Il en a pour le mal de dents,
Pour l’écorchure et pour l’enflure ;
Il fait l’onguent pour la brûlure.
Va donc sans attendre plus tard ;
Le mal s’accroît, quand on recule.
Et donne lui le bonjour de ma part.
Elle va, frappe à la cellule
Du Révérend frère Frappart,
- Bonjour, mon frère.
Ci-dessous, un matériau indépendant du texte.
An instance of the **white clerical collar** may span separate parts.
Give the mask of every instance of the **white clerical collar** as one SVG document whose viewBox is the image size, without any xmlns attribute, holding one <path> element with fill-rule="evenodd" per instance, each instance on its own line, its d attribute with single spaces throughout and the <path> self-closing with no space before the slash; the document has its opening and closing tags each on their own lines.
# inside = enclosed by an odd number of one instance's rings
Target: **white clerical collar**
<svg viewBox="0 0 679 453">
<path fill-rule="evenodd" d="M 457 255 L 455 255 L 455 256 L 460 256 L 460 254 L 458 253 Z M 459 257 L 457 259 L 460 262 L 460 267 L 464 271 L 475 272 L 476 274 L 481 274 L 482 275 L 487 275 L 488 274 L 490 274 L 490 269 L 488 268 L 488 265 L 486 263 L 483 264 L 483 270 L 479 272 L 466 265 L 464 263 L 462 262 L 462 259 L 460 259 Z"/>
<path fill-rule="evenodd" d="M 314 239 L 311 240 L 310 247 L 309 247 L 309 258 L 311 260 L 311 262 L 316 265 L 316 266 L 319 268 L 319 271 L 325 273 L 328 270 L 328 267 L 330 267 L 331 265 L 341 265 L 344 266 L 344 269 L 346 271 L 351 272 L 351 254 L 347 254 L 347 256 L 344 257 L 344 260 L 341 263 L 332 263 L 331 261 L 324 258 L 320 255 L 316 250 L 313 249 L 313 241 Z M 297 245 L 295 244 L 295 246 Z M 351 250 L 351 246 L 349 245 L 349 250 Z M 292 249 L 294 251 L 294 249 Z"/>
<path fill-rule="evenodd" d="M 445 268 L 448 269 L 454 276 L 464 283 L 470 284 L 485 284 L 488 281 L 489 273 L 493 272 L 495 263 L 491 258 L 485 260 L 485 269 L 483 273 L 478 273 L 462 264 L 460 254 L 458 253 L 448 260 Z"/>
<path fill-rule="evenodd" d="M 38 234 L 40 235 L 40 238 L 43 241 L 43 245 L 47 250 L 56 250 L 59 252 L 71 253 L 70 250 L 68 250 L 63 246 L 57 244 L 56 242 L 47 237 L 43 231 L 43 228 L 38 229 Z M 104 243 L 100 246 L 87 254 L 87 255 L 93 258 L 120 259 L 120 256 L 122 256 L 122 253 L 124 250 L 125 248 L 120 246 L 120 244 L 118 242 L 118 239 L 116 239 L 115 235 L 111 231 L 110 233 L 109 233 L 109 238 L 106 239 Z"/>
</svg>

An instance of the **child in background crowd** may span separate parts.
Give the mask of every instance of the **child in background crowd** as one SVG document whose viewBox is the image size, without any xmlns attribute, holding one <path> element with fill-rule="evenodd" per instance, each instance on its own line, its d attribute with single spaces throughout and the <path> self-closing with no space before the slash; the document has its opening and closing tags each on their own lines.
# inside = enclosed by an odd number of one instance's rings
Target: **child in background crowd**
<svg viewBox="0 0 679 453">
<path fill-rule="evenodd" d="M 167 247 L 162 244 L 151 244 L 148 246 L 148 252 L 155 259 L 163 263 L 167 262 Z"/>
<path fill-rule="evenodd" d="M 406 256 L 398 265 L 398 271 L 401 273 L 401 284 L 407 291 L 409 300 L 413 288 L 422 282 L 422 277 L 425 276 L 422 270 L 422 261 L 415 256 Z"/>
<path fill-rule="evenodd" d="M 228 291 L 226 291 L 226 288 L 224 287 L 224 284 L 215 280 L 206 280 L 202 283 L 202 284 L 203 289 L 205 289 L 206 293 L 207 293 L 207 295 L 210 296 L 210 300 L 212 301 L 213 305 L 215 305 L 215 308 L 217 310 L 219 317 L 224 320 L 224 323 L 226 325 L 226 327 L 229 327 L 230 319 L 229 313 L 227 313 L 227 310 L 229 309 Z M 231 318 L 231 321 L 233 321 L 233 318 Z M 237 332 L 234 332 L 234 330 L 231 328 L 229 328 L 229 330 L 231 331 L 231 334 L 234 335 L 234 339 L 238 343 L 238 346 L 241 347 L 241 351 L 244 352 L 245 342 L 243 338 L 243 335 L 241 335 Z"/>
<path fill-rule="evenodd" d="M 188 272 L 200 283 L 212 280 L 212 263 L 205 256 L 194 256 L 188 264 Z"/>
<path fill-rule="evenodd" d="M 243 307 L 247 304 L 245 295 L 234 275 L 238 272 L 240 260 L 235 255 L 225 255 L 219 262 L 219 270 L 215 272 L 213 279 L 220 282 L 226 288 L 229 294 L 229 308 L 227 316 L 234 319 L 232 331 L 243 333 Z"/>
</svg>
Dieu vous garde !
Dit-elle, ma sœur vous salue,
Et moi qui suis ici venue,
Lasse à la fin de trop souffrir ;
Mais ma sœur vient de me promettre
Que vous voudrez bien me guérir
De ce doigt qui me fera mourir ;
Non, je ne sais plus où le mettre.
— Mettez, dit Pascal, votre doigt
Les matins en certain endroit
Que vous savez. — Hélas, que sais-je ?
Réponds Alix, où le mettrai-je ?
Dites-le moi, frère Pascal,
Tôt, car mon doigt me fait grand mal.
— Ô ! L’innocente créature !
Avez-vous la tête si dure ?
Certain endroit que connaissez ;
Puisqu’il faut que je vous le dise,
C’est l’endroit par où vous pissez.
Eh bien, m’entendez-vous, Alise ?
— Mon frère, excusez ma bêtise,
Répond Alix, baissant les yeux ;
Suffit, j’y ferai de mon mieux,
Grand merci pour votre recette ;
J’y cours, car le mal est pressé.
— Quand votre mal sera passé,
Venez me voir, Alisonnette,
Dit le frère, et n’y manquez pas.
Soir et matin à la renverse,
Suivant l’ordre du bon Pascal
Elle met remède à son mal.
Enfin l’abcès mûrit et perce ;
Alison saine va soudain
Rendre grâce à son médecin
Et du remède spécifique
Lui vante l’étonnant succès.
Pascal, d’un ton mélancolique,
Lui repart : - Un pareil abcès
Depuis quatre jours me tourmente,
Vous seriez ingrate et méchante
Si vous me refusez le bien
Que vous avez par mon moyen ;
Alix, j’ai besoin de votre aide,
Puisque vous portez le remède
Qui, sans faute, peut me guérir.
Eh quoi ! Me verrez-vous mourir
Après vous avoir bien guérie ?
— Non, dit Alix, sur ma vie,
Je ferais un trop grand péché ;
Tel crime… Allons donc, je vous prie,
Guérissez-vous, frère Pascal,
Approchez vite votre mal.
À ces mots, Dom Pascal la jette,
Sans marchander, sur sa couchette,
L’étend bravement sur le dos
Et l’embrasse. - Ô Dieu ! Qu’il est gros !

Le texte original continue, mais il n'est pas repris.